The blast sheered off large sections of the concrete walls from the surrounding buildings, and chunks of rubble were strewn around the street. Dozens of Iraqi army and police officers cordoned off the area, keeping journalists at bay.
An eyewitness working in an office near the blast site said he heard a huge explosion that shattered windows in his office and brought a section of the ceiling down on one customer.
“Dust and black smoke covered the area and I thought that the car bomb exploded near our office,” said the man, who identified himself as Abu Haidar. He said he saw a lot of wounded people on the street and helped evacuate a child who had shrapnel wounds in his back.
He also pointed a finger at the government, saying it has failed to quell violence in the country.

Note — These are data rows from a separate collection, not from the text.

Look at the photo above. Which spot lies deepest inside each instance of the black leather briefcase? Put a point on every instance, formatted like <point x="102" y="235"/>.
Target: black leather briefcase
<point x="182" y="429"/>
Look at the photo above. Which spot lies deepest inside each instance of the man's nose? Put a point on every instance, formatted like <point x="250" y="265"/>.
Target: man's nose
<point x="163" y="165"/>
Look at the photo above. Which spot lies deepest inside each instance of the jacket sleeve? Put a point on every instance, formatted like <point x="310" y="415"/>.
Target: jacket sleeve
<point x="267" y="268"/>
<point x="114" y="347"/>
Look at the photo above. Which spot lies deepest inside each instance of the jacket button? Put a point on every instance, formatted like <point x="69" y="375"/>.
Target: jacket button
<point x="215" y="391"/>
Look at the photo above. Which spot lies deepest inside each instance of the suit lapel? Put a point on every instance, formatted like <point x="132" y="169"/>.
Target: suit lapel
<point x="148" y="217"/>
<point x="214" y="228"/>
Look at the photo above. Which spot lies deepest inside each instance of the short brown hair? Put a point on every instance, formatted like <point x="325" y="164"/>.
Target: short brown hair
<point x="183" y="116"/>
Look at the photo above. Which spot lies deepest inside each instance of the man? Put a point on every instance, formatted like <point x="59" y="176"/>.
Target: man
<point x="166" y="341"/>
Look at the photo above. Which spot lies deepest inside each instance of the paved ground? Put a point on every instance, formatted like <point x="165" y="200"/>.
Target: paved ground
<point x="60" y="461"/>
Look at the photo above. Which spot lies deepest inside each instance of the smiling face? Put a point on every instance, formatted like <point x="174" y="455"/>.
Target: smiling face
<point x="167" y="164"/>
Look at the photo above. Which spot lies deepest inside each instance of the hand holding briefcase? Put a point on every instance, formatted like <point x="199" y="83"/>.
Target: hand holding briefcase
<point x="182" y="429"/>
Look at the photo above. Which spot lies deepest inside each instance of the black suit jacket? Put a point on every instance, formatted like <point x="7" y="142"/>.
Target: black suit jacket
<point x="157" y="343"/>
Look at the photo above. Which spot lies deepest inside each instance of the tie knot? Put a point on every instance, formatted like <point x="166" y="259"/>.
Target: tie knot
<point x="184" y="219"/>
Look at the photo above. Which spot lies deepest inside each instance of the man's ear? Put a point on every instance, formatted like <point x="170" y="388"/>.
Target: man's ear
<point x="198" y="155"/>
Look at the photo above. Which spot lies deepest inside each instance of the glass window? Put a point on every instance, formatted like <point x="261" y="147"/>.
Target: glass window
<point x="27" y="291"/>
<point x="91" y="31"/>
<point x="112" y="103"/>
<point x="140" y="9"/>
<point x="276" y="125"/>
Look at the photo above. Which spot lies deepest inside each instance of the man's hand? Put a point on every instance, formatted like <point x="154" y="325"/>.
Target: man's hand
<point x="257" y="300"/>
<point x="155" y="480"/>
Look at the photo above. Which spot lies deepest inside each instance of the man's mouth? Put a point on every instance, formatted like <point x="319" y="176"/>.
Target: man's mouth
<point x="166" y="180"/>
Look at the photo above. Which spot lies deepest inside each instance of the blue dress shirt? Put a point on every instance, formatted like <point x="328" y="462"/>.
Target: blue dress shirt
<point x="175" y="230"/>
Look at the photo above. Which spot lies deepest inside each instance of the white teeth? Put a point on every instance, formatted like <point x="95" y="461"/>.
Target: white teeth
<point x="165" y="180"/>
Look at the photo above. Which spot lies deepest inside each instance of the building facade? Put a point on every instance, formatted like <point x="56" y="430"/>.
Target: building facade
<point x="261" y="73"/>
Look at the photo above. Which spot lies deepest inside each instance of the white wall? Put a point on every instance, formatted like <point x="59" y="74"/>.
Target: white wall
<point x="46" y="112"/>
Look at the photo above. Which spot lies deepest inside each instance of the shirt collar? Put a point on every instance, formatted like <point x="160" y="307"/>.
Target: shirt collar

“I blame this tragedy only on the government officials who are competing for positions and letting us be victims of these bombings,” Abu Haidar said.
Iraq has gone more than six months now without a new government since inconclusive parliamentary elections.
While politicians continue to wrangle over who should head the next government, many Iraqis complain that the political deadlock has created a power vacuum that militants have successfully exploited to strike almost at will.
Security officials could be seen roaming the blast site in Mansour as ambulances and other vehicles blocked the road leading to the checkpoint near a branch office of the Ministry of National Security that police say was targeted.
There was no immediate claim of responsibility for Sunday's attacks.
The violence comes nearly three weeks after the number of American soldiers fell below 50,000 and President Barack Obama declared an official end to U.S. combat operations in Iraq.
The remaining U.S. troops primarily train and assist Iraqi security forces in hunting down suspected militants, although they have continued to engage insurgents since the official end of combat.
Last week, 12 people were killed when insurgents attacked a military command center in central Baghdad and drew U.S. forces into a firefight.
Insurgents have intensified their strikes since the announcement, dispatching suicide bombers and detonating car bombs around the capital, targeting Iraqi security forces and government institutions despite a network of police and army checkpoints around Baghdad.
Earlier Sunday, two people in a minibus were killed when a roadside bomb went off in the Shula neighborhood of northwestern Baghdad, police and hospital officials said.
The officials spoke on condition of anonymity because they were not authorized to speak on the record.